L'école de la prison
Selon notre interlocuteur et contrairement aux idées reçues, l'alcool n'entre pas directement dans les causes de cette flambée de la violence urbaine et c'est plutôt du côté de la prolifération des psychotropes et de la drogue qu'il faut chercher les véritables raisons de cette explosion. La professionnalisation de la violence, l'école carcérale sont autant de facteurs favorisant ce nouveau genre de “terrorisme”. Mais les causes dites “classiques”, le chômage, la précarité, l'analphabétisme ne sont pas pour autant à exclure. La carte géographique de la violence ne se limite plus à quelques quartiers clichés de la ville et ce ne sont plus les coins réputés “chauds” de la cité où l'on risque de se faire agresser en plein jour. Les agresseurs évoluent généralement en couple ou en groupe, rarement en solitaire, dans des endroits publics offrant plusieurs possibilités de fuite tels que les stations de bus et les endroits retirés propices aux intimités. Ils frappent tôt le matin ou au crépuscule. Avec la recrudescence des vols et agressions, les citoyens ont développé des réflexes de survie et défense aussi ingénieux qu'inutiles parfois. Ainsi, le portable vibre plus qu'il ne sonne, les bijoux sont remisés dans les tiroirs et des bombes lacrymogènes fleurissent un peu partout dans les sacs à main.
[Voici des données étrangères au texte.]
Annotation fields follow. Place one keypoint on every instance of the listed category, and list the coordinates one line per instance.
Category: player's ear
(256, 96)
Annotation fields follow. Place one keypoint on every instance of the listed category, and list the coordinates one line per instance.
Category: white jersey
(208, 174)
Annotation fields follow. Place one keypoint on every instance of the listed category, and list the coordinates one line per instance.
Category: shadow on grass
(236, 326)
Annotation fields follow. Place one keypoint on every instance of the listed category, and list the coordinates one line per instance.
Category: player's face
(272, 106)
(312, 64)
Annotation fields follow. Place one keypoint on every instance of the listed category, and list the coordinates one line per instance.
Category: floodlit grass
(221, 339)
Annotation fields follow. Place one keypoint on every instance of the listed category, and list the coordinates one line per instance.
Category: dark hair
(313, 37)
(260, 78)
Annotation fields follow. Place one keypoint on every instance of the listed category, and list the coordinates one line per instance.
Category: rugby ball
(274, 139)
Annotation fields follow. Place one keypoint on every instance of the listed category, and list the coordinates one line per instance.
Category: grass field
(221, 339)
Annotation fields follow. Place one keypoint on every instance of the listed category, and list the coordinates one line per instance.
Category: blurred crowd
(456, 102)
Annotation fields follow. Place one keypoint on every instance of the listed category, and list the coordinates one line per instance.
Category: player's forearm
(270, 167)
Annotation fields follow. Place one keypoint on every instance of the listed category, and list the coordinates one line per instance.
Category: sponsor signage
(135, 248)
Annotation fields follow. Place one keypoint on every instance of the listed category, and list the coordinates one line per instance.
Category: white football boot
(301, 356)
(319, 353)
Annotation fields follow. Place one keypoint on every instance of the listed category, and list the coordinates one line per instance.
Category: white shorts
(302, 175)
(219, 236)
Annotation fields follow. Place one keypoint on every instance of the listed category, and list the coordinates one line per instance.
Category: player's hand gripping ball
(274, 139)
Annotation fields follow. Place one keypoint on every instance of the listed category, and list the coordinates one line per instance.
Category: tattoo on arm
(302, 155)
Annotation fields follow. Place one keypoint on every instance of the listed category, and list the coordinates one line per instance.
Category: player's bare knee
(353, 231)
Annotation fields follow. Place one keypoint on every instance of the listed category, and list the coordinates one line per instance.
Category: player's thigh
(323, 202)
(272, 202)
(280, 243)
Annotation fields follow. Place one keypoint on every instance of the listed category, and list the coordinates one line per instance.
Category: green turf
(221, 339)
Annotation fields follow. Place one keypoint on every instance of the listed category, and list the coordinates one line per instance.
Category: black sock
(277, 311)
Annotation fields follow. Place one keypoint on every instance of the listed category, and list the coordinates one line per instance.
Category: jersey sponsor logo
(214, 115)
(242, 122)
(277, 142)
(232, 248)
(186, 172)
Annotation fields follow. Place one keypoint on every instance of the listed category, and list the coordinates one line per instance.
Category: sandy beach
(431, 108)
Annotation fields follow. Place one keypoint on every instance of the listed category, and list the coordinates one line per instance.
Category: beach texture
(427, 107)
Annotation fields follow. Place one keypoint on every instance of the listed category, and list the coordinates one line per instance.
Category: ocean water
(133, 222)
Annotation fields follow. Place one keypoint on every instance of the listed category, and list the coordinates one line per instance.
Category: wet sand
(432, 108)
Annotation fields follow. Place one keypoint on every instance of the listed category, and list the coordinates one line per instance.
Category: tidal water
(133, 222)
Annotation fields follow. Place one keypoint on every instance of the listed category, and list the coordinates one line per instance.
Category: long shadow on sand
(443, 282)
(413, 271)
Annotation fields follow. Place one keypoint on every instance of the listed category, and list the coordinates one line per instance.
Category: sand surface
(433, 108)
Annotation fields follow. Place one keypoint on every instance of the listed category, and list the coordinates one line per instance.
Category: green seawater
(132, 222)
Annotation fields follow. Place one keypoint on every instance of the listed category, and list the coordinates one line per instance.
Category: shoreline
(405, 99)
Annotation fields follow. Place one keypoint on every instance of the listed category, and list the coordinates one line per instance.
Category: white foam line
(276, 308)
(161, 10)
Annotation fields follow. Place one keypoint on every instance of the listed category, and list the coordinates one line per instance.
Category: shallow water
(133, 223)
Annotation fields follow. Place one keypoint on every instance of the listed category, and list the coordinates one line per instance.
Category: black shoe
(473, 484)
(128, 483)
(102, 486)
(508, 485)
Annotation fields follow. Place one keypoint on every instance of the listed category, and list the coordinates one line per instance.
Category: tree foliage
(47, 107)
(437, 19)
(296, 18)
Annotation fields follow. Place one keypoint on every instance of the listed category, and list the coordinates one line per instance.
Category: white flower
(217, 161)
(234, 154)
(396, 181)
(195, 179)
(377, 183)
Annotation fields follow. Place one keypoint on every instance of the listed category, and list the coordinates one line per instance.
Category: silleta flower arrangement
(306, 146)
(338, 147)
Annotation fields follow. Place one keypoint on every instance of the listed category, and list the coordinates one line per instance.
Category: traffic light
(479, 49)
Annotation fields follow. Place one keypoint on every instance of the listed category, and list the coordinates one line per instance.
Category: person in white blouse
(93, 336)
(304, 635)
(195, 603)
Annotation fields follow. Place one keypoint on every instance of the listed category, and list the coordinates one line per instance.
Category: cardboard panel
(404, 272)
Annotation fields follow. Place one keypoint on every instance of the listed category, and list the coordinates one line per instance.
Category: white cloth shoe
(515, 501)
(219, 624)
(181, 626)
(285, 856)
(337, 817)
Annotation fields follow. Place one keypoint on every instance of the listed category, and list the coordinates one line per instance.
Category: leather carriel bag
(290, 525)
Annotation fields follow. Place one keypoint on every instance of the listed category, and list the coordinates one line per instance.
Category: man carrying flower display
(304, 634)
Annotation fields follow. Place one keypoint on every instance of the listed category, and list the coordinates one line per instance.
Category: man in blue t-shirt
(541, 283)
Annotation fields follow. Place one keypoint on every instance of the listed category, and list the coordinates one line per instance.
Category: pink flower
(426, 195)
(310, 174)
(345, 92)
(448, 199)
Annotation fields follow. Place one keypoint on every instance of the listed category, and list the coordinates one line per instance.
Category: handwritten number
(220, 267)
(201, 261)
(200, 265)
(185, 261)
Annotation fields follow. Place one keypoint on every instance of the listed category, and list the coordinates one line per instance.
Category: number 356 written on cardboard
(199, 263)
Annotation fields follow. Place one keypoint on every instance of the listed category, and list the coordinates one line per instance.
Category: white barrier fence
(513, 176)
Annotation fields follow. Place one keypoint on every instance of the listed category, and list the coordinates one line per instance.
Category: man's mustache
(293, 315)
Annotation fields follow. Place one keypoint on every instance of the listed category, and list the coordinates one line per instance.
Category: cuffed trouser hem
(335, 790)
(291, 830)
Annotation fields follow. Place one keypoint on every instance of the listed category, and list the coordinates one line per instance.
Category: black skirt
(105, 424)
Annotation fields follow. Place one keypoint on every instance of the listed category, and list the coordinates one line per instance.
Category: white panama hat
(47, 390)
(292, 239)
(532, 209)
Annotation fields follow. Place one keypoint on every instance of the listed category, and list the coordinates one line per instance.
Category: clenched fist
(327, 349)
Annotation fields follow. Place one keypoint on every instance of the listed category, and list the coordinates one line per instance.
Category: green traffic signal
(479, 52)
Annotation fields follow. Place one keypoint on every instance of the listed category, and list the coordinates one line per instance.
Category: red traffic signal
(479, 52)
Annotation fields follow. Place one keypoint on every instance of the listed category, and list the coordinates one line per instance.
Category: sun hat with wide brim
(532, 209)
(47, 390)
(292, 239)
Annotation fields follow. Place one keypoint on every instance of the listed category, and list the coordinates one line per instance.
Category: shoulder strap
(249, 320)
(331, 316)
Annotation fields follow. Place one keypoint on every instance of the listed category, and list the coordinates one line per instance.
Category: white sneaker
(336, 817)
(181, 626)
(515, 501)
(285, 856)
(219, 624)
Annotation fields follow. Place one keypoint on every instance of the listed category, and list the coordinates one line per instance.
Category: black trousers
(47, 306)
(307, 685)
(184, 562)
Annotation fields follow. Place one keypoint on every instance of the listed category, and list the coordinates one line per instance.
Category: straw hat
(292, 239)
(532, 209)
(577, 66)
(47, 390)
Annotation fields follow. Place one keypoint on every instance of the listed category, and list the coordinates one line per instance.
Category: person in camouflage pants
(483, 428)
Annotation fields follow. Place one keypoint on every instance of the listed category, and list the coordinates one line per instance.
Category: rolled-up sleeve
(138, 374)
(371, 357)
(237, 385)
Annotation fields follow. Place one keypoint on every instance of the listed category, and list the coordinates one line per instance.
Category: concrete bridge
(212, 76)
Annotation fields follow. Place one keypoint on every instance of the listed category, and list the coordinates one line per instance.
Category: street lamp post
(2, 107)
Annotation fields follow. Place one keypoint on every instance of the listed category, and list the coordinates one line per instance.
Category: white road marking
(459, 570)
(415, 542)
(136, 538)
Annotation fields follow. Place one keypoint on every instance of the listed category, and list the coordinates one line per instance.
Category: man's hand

Mourad, chauffeur de taxi, avoue ne plus prendre n'importe qui en course. “Le délit de faciès y est pour beaucoup dans le choix de mes clients et je préfère prendre les femmes que les hommes, un client plutôt qu'un groupe, et pas question de travailler le soir tombé”, dira-t-il. Salim, un fêtard invétéré, dit sa crainte au sortir des bars :
“Il n'y a plus aucune sécurité dans les rues et les voyous ne se gênent plus pour vous larder de coups de couteau afin de vous prendre votre portefeuille ou téléphone.” Des victimes racontent le sadisme de ces agresseurs qui ont répandu leur sang gratuitement sans qu'il y ait résistance. Mahmoud, la cinquantaine bien entamée, soutient mordicus que la racine du mal trouve ses origines dans ces élargissements épisodiques de prisonniers. “On les engraisse, on les loge et puis on les relâche dans la nature plus frais que jamais. La prison est devenue un lieu de repos pour ces voyous”, finit-il par lâcher. Oran vit au rythme de la violence conjuguée à toutes les sauces. Le bouche à oreille amplifie les simples faits divers et une légende sournoise, insidieuse commence à entourer cette insécurité que l'on chuchote éternelle.